The Quarantine Stream: Robert Mitchum Terrifies In ‘The Night Of The Hunter’

By Ben Pearson/May 30, 2020 11:00 am EST

I love this movie for many reasons, chief among them Mitchum’s towering, intimidating performance as the psychopath at the center of the story, but also for Stanley Cortez’s impeccable cinematography. This movie lives in shadows, and darkness seems to creep into the frame from every corner, mirroring the dangers of the outside world which the widow’s children are slowly learning exist. The two kids are the real main characters here, loyal to their father’s memory and wary of the seemingly perfect preacher who sweeps their mother off her feet.
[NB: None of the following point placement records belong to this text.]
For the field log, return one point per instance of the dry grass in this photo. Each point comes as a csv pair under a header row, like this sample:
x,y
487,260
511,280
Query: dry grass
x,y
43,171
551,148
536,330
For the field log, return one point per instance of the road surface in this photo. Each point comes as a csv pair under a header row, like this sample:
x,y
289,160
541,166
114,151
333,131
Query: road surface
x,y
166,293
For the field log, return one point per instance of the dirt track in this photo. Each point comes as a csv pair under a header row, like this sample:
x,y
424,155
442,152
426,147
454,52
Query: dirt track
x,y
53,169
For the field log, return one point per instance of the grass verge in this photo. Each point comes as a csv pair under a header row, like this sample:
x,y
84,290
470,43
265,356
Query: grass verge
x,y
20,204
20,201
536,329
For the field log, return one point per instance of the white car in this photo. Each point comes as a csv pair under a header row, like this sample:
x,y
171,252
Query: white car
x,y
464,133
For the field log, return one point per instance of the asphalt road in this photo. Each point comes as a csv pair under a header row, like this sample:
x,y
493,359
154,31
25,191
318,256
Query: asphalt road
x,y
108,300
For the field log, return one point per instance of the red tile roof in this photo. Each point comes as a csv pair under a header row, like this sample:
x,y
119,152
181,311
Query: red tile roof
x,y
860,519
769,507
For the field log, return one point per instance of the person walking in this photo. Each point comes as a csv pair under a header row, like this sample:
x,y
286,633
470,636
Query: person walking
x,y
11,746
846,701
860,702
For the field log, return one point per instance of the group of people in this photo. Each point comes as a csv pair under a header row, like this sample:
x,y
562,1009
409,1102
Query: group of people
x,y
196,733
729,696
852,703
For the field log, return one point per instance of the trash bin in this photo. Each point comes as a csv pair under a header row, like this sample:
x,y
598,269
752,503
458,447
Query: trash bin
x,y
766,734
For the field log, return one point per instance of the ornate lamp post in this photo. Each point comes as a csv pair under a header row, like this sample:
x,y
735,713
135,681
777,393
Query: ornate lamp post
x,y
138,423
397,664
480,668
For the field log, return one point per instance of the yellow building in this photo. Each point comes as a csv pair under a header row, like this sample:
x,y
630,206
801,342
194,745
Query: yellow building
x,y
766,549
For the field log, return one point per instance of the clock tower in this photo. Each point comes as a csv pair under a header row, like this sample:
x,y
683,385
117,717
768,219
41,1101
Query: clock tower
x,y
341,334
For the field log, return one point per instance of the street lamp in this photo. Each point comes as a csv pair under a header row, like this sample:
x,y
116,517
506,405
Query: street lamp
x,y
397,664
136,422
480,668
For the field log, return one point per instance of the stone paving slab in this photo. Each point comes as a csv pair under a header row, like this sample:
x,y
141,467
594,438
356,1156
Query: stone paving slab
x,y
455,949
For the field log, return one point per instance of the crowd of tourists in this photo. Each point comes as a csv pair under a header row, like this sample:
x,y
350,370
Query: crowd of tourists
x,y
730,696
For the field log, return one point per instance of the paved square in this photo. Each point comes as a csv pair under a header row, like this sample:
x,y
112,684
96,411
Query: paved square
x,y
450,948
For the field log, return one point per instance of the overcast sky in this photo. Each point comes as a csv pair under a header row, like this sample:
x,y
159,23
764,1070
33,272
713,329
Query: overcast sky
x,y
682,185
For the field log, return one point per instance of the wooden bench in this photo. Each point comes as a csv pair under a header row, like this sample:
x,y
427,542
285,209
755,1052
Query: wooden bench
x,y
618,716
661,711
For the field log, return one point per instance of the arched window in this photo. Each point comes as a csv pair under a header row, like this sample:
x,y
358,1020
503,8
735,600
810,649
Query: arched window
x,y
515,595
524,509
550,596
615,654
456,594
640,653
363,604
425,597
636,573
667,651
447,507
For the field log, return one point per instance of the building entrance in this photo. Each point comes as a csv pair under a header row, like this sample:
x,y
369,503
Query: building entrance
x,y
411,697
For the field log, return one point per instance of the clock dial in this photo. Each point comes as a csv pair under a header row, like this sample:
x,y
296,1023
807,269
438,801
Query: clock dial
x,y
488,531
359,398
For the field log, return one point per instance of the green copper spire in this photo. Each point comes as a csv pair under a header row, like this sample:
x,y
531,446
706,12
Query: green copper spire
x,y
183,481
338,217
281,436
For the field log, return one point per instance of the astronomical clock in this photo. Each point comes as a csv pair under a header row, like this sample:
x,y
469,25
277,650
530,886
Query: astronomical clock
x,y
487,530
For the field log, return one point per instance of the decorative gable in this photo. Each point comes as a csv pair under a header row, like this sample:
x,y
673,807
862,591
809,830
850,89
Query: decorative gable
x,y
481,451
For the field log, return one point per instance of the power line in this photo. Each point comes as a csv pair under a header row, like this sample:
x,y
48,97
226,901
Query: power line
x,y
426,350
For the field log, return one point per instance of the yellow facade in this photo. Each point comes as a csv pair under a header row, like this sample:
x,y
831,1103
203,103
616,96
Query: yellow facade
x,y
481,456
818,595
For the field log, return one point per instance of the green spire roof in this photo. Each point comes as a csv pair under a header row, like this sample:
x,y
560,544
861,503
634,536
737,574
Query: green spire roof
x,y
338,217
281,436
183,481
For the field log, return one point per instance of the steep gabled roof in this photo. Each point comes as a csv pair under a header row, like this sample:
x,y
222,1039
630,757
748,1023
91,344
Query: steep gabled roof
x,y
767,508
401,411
There are moments when Mitchum’s character gets frustrated and lets his goody-two-shoes facade drop in front of the children, and you get the sense that he will murder them without hesitation if it would result in him getting his hands on the hidden ten grand he’s after.

The whole film is moody, atmospheric, and feels like the vision of a top-tier master filmmaker. And hey, just because this is the only movie that actor Charles Laughton, famous for his roles in Witness for the Prosecution and Mutiny on the Bounty, ever directed, that doesn’t mean that he wasn’t a master. The movie wasn’t a hit upon release, which apparently caused Laughton to never try again. But there are moments in this movie that could go toe to toe with the greatest and most memorable moments ever committed to cinema: everything from the film’s distinctive look (occasionally abstract and heightened, but never too heightened) to the stellar lead performances and the ever-present feeling of cold dread make it a stone-cold classic.